Try red wing they are expensive but pretty good boots


----------



## m brown (May 29, 1999)

My 15 yr old son has size 16 w feeties. We go with Zappos.com for shoes. 
As far as kitchen shoes, give them a try also, Eastbay.com has larger sizes too.


----------



## quinn01 (Apr 22, 2006)

Im 6'3'' 180 lbs and I have a size 13 foot. I know how you feel. Its hard enough finding normal every day shoes let alone kitchen shoes. 

I have my crocs bistro (which run a size or 2 smaller then your normal foot size) I LOVE THEM. Best 40 dollars ive ever spent. So comphy, casual yet no slip and spill resistant. 

Check them out, theyre amazing, I know how alot of people feel about crocs, which I always have untill I got me a pair, I wouldnt buy any other style. 

Theyre cheap so if you buy them and dont like them just throw them in the back of your closet. 

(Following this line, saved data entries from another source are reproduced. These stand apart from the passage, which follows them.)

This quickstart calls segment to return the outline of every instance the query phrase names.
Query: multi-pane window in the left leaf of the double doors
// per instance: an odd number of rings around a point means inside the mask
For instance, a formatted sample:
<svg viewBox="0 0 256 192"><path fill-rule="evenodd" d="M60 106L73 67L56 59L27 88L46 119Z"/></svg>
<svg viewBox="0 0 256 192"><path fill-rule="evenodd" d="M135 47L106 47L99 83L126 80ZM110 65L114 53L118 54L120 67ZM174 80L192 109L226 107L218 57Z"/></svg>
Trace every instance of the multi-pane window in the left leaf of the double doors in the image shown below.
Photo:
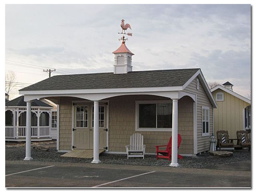
<svg viewBox="0 0 256 192"><path fill-rule="evenodd" d="M88 127L88 107L76 107L76 127Z"/></svg>

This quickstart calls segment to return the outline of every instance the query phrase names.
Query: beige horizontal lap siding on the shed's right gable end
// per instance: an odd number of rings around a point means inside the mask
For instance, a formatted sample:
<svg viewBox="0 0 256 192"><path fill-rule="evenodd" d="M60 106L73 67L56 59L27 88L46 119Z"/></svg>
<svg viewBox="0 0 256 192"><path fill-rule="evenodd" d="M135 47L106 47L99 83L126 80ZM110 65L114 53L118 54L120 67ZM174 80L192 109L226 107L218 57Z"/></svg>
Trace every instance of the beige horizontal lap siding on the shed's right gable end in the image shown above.
<svg viewBox="0 0 256 192"><path fill-rule="evenodd" d="M196 78L184 89L185 92L196 94L197 101L197 146L198 153L208 151L210 149L210 135L213 132L213 107L208 96L200 82L200 89L196 89ZM202 106L209 107L209 136L202 136Z"/></svg>

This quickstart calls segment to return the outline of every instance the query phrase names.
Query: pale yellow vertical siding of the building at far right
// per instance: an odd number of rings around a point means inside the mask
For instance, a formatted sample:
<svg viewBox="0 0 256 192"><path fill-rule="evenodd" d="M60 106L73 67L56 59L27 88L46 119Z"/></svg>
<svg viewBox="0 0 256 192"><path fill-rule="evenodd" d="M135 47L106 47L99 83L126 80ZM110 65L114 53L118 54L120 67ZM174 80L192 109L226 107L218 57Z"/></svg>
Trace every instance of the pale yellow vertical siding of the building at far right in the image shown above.
<svg viewBox="0 0 256 192"><path fill-rule="evenodd" d="M217 101L218 108L214 109L215 135L218 130L227 130L230 138L235 139L236 131L243 130L243 110L250 104L220 89L212 93L215 99L217 92L224 93L224 101Z"/></svg>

Give em a shot, you have my word. :talk:


----------



## gunnar (Apr 3, 2008)

had my mom the shoe salesperson check it out, Crocs don't come in my size. may have to look at the redwings again.


----------



## quinn01 (Apr 22, 2006)

They dont come in atleast a 14? Because Im telling you, I have between a size 13 and 14 foot normaly and my crocs are 11s and fit perfect, infact are a little big.


----------



## jim berman (Oct 28, 1999)

I swear by Shoes For Crews. And, yes, they carry large sizes. All of my students are required to buy SFC and they never complain. They are reasonably priced, durable and quality-made.


----------



## chef.esg.73 (Dec 10, 2007)

I wear Birkenstock size 12, you may wanna look into them. my opinion is there the best for slip and comfort. birkenstock.com


----------



## quinn01 (Apr 22, 2006)

birkenstocks are nice just pricey. your looking at abouy 80 bucks.


----------



## chef.esg.73 (Dec 10, 2007)

80 is cheap for birkenstocks, lol...The way I look at is comfort has no price. Being on your feet for the hours we put in, with those shoes for me the days of that sore feeling in the back of my heal or at the bottom of my toes are gone, no more limping after work..Plus I have had mine for 3 years and there like brand new, and i'm known to wqrk alot of hours.

I even bought a pair of there sandels for $72 three days ago, worth it.


----------